In the UK, an estimated 60,000 children are affected by epilepsy. Epilepsy can start at any age, from childhood to adulthood, but it can sometimes be difficult to know if symptoms point to epilepsy with young children, as they display somewhat differently with a wider range of symptoms to adult epilepsy. Consultant neurosurgeon of the London Neurosurgery Partnership, Mr Irfan Malik, explains some of the ways childhood epilepsy can present itself, and what to be aware of.
Epilepsy is a neurological condition, meaning it affects the brain and the nervous system. The brain uses electrical signals to control functions in the body, including thoughts, feelings, and senses. When there is a disruption in the signal, or a sudden burst of electrical activity in the brain, this can cause a seizure. Seizures can present in different ways depending on the part of the brain affected.
Epilepsy is often thought of in relation to the generalised seizure, which affects the whole brain rather than a part, and causes involuntary jerking, often with a partial or total loss of consciousness.

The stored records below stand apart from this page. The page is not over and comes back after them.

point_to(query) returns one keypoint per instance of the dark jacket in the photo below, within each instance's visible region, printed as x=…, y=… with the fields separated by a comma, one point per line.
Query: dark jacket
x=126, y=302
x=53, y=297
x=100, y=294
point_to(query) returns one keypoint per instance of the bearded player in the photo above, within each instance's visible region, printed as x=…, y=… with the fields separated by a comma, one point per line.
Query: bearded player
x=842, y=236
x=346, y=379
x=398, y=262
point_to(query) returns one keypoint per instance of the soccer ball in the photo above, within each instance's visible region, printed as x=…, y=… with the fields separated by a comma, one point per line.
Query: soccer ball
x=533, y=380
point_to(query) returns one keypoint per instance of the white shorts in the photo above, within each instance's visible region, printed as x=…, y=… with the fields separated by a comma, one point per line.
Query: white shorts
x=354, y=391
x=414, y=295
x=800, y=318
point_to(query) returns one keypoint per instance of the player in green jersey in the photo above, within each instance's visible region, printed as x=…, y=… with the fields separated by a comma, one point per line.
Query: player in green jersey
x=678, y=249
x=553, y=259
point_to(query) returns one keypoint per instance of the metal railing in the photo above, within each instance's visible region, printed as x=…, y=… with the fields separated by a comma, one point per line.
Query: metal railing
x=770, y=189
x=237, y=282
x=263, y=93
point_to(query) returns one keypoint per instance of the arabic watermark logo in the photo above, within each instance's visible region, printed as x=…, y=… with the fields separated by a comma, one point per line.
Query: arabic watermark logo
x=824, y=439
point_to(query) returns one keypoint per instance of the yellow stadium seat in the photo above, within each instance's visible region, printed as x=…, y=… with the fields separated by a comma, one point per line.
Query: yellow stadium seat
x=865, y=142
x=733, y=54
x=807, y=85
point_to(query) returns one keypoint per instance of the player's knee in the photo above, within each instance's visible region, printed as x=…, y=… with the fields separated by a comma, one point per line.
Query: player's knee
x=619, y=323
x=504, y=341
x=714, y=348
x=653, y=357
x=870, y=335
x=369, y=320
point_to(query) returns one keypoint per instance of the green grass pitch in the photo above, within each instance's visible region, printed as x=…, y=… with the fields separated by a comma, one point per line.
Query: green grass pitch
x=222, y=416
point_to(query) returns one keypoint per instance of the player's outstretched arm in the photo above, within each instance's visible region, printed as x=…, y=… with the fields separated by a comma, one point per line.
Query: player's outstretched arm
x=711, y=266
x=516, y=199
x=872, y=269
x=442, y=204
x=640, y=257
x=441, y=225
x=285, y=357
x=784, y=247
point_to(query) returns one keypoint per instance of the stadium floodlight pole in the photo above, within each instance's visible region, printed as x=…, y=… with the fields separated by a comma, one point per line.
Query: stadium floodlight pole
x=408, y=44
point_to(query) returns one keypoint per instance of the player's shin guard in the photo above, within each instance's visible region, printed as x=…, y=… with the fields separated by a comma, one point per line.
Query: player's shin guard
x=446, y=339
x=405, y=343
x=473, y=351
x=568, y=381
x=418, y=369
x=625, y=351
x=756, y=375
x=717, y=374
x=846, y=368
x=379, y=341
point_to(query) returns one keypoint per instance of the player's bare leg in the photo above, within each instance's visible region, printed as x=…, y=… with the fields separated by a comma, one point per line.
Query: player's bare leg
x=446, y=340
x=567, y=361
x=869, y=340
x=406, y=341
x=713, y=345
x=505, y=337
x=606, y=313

Focal seizures, on the other hand, affect a particular part of the brain and seizures present differently, depending on the person experiencing them. Young children can present with a range of symptoms for focal seizures. The brain’s lobes (parietal, occipital, frontal, and temporal) are affected by focal seizures, and symptoms displayed depend on the area affected, including:
1. A feeling of Déjà vu
Epilepsy, when located in the temporal lobes of the brain, affects functions such as emotions, thoughts, feelings, and experiences. Seizures in the temporal lobes may present as a sense of experiencing something which has happened before. Other children may have the sensation that everything going on around them is strange or foreign. These experiences can vary in intensity and may last for only a few seconds, but they can last longer – up to several minutes. Sometimes the intensity may be so low that your child barely notices what is going on. In other cases the brain can cause other sensations like a strange taste in the mouth, or your child smelling something that isn’t there.
2. Absence seizures
Children are seemingly often lost in their own little world, looking into the distance and seemingly dead to the world going on around them – or they may have short attention spans and find it hard to focus. This is normal in children, but in some young children symptoms like this can be found in Childhood Absence Epilepsy. In CAE, your child may have ‘staring spells’ where they are unresponsive for short periods, usually around 10 seconds long. These spells come on abruptly and your child may not be aware of what is going on around them. Absence seizures vary from child to child, and can happen infrequently during the day, or up to 100 times a day. This may affect their concentration, how they do at school, and lead to generalised seizures later in life.
Epilepsy can affect your child’s sight when it occurs in the occipital lobe, which can cause images to repeat before the eyes, flashing lights to appear, or colours and patterns. This type of focal epilepsy can also affect vision and cause partial blindness. Epilepsy in the occipital lobe can be difficult to diagnose, but it is important to note that this type of epilepsy is rare.
4. Odd sensations
The part of the brain which helps you to give meaning to its functions is the parietal lobe. This part of the brain helps you to process sensory information, such as taste, temperature and touch – these sensations are then processed by the parietal lobe, in a matter of seconds. Seizures occurring in this part of the brain cause sensory symptoms, such as a difficulty understanding words, or feelings of numbness, pressure, or electricity. Some children may feel like a part of their body is missing. These feelings may last from a few seconds up to a few minutes.
Gelastic seizures cause your child to laugh, often in moments seeming out of place, or hysterically for no reason. Gelastic seizures can cause uncontrollable bouts of laughter, or sometimes cause crying. The term ‘gelastic’ comes from the Greek Word ‘gelos’, meaning laughter. This type of seizure is extremely rare, only affecting 1 in 1000 children who have epilepsy, and usually affecting boys more than girls.
If you feel that your child is exhibiting any of these symptoms, it’s usually nothing to worry about, but it is best to pay a visit to the doctor, or a specialist to check symptoms and get the right diagnosis. The UK has specialist epilepsy centres, dealing with child epilepsy, where a consultant can assess your child and perform tests to give the correct diagnosis.
The consultant may take blood, perform a scan called an MRI, and test electrical activity in your child’s brain by using an electroencephalogram (EEG). If your child does indeed have epilepsy, this should not be cause for concern. Nowadays epilepsy is a highly manageable condition and seizures can be controlled with anti-epileptic drugs. In many cases, children even grow out of their epilepsy and it does not stay with them in adulthood.